Questa settimana il gruppo Arvedi ha ultimato l’acquisto dell’Acciai Speciali Terni (Ast) diventando così il più grande gruppo dell’acciaio italiano, con circa 6.500 dipendenti, un fatturato potenzialmente pari 7,5 miliardi di euro e circa 5,5 milioni di tonnellate di acciaio prodotte in un anno.

Il contratto di acquisto è stato firmato nella serata di lunedì tra i rappresentati della Thyssen Krupp, la società tedesca che controllava Ast, e quelli di Arvedi: il presidente Giovanni Arvedi, l’84enne presidente della società, e l’amministratore delegato Mario Arvedi Caldonazzo, figlio della sorella ed erede designato alla guida del gruppo familiare.

I protagonisti: i cremonesi

Il gruppo Arvedi è stato fondato dall’omonima famiglia, impegnata da generazioni nella lavorazione del ferro. La svolta nei loro affari arriva tra gli anni Settanta e Ottanta, sotto la guida dell’attuale presidente, Giovanni Arvedi. In quel periodo, la famiglia fa parte dei cosiddetti “bresciani” o "tondinari”, che producevano acciaio fondendo rottami ferrosi nei forni elettrici per farne prodotti poveri, come i bresciani Riva e Lucchini.

Questi imprenditori erano l’altra faccia della produzione di acciaio italiana, contrapposti alle grandi acciaierie pubbliche gestite dall’Iri, come l’Ilva di Taranto, che producevano acciaio partendo dal minerale ferroso, un metodo che richiede investimenti e impianti molto più consistenti, ma che produce anche lavorati di maggiore qualità.

Con le privatizzazioni degli anni Novanta, i gruppi Lucchini e Riva sono entrati nel business delle grandi acciaierie con grandi successi per i primi anni. Errori strategici e la concorrenza delle industrie di Cina ed India hanno portato all’estinzione le loro dinastie imprenditoriali nei due decenni successivi.

Il gruppo cremonese ha avuto una storia diversa. Arvedi, ha scritto su Domani Giorgio Meletti, «è rimasto fedele ai suoi forni elettrici di Cremona, ha sviluppato tecnologie precocemente verdi, adesso compra la Terni (nel frattempo passata a ThyssenKrupp) che vale meno della metà del suo gruppo. Risolta la questione della successione affidando l’azienda al suo unico erede Mario Caldonazzo, figlio di sua sorella e dall’inizio dell’anno presidente e amministratore delegato del gruppo, Arvedi adesso pensa a quotarsi in Borsa per dare al gruppo un futuro più manageriale e meno familiare».

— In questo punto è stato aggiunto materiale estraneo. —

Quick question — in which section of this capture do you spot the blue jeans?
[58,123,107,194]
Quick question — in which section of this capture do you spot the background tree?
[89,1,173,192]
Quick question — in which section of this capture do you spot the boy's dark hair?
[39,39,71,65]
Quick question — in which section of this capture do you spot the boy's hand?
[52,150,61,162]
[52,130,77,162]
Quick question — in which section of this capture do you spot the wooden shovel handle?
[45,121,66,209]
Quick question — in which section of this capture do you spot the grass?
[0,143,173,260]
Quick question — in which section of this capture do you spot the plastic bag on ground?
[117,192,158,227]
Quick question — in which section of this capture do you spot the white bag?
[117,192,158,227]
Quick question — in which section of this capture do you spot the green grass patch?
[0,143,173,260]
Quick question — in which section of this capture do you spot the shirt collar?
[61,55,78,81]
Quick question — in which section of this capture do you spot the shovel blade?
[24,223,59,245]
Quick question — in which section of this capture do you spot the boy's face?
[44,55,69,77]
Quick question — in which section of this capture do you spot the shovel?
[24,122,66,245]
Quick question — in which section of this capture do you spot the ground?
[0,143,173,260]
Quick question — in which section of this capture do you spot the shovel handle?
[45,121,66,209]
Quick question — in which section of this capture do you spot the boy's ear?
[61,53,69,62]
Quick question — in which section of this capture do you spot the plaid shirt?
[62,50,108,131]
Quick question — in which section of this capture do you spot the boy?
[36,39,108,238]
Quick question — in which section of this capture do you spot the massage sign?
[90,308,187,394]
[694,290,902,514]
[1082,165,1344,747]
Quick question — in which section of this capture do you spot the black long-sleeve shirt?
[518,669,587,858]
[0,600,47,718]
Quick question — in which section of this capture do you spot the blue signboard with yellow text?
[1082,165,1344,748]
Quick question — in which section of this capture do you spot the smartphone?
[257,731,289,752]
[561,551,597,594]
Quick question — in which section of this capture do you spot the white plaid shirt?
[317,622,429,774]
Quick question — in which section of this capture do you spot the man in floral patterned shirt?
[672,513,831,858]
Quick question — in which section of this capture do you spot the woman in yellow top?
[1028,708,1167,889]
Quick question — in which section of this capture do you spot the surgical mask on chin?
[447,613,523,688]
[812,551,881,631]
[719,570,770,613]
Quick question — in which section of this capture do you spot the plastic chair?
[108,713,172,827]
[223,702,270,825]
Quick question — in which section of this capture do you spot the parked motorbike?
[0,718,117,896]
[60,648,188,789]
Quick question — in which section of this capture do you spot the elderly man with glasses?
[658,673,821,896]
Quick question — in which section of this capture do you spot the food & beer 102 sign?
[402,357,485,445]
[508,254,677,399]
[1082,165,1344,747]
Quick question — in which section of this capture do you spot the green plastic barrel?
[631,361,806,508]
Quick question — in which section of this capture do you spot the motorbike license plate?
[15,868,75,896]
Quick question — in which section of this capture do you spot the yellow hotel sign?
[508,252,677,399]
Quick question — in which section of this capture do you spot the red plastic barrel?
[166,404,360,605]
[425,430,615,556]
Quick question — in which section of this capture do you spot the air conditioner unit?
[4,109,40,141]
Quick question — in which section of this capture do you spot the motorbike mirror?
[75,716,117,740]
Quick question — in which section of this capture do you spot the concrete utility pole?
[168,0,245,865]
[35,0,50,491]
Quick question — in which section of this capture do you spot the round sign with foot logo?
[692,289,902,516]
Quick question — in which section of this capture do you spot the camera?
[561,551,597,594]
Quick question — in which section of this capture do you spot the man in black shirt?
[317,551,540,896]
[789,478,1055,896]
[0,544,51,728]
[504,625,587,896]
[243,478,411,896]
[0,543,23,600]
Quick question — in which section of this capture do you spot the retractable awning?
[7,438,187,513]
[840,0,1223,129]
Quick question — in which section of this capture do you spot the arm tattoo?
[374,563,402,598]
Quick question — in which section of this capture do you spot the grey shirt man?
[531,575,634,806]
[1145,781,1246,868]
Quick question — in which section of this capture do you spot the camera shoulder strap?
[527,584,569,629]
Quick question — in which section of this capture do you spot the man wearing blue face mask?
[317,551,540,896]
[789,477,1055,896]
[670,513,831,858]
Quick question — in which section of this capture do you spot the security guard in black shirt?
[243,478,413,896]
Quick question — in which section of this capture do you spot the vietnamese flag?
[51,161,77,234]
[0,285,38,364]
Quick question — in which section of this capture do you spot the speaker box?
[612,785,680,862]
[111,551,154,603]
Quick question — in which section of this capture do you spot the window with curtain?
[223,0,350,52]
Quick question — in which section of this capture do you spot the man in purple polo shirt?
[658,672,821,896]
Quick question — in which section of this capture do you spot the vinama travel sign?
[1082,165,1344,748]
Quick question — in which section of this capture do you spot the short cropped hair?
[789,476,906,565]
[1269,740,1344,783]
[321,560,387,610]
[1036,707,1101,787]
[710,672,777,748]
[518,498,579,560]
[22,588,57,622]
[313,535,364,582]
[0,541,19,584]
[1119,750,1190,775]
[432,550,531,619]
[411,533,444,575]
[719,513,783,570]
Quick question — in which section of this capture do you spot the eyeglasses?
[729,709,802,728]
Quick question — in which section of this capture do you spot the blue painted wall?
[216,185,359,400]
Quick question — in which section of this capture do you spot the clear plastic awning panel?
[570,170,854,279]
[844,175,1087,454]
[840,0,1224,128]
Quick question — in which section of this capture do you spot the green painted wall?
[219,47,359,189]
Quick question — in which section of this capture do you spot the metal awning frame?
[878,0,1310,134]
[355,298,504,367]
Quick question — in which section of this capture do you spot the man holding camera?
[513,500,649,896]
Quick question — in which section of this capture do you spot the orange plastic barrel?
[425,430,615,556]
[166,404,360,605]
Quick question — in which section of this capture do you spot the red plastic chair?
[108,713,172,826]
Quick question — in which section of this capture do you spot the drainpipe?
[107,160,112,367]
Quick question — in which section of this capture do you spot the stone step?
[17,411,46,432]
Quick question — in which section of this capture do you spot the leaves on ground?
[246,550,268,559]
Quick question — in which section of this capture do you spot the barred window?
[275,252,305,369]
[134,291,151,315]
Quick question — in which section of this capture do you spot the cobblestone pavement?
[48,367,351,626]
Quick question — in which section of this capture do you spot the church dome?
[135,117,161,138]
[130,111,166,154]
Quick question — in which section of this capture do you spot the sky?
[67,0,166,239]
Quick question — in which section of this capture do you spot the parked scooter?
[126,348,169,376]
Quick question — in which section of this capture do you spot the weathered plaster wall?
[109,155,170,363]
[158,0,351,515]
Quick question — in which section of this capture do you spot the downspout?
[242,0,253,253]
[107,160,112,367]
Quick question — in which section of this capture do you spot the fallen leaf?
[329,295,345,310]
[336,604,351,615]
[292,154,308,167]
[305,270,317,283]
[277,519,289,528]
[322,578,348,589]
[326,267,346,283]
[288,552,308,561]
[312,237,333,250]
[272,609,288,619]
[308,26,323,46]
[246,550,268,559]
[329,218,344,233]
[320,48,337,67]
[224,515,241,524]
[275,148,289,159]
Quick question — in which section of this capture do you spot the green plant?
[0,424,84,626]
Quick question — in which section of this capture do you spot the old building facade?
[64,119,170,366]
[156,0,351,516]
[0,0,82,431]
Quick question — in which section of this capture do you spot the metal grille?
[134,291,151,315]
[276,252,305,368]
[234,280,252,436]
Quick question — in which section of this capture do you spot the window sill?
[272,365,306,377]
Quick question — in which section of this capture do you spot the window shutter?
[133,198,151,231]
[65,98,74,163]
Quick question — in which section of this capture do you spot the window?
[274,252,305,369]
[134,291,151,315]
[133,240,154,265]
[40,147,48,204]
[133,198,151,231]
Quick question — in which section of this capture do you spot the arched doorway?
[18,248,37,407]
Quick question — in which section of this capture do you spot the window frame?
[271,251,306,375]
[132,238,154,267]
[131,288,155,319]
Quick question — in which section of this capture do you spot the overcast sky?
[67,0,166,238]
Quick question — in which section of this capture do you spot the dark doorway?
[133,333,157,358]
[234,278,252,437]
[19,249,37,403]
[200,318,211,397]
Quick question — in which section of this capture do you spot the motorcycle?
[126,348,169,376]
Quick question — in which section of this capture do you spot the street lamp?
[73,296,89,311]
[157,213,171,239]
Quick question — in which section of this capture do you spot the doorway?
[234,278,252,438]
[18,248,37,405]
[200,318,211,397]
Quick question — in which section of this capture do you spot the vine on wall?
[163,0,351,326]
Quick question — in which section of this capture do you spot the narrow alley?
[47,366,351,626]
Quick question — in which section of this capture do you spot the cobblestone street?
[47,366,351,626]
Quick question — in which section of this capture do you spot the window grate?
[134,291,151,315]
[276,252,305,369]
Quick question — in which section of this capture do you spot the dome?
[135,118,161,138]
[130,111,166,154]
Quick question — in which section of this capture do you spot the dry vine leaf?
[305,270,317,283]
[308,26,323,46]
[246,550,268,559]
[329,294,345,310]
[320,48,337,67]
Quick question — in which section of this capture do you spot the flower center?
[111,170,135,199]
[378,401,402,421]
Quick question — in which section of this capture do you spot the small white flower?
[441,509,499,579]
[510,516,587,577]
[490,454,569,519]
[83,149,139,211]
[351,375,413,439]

I protagonisti: la prima acciaieria d’Italia

Fondata nel 1884, Acciai Speciali Terni è la prima moderna acciaieria italiana. Creata inizialmente per produrre acciaio per le corazzate chieste dalla marina militare, era una società formalmente privata, ma di fatto dipendente dalle commesse pubbliche. Alla fine del decennio, l’acciaieria di Terni produceva la metà di tutto l’acciaio italiano.

Dopo la crisi del 1929, l’Ast entra nell’Iri, il grande “contenitore” di società pubbliche creato dal regime fascista. Inizia così la sua lunga avventura all’interno del sistema pubblico che si concluderà con la privatizzazione del 1994 e l’arrivo delle quote di controllo alla tedesca Thyssen Krupp.

Matrimonio d’acciaio

Oggi il gruppo Arvedi produce 4,5 milioni di prodotti in acciaio al carbonio e inossidabile l’anno, ha 4.300 dipendenti e un fatturato che nel 2020 ammontava a 2,7 miliardi di euro. Ast produce circa un milione di tonnellate l’anno, con 2.300 dipendenti e un fatturato che nel 2020 ammontava a circa 2 miliardi di euro. 

Nel comunicato del gruppo Arvedi viene precisato anche che il capostipite degli Arvedi, Giovanni, è stato nominato presidente di Ast e suo nipote Mario Arvedi Caldonazzo amministratore delegato. Rimangono invece al loro posto Mariano Pizzorno e Dimitri Menicali, che sono stati confermati rispettivamente cfo e direttore di stabilimento.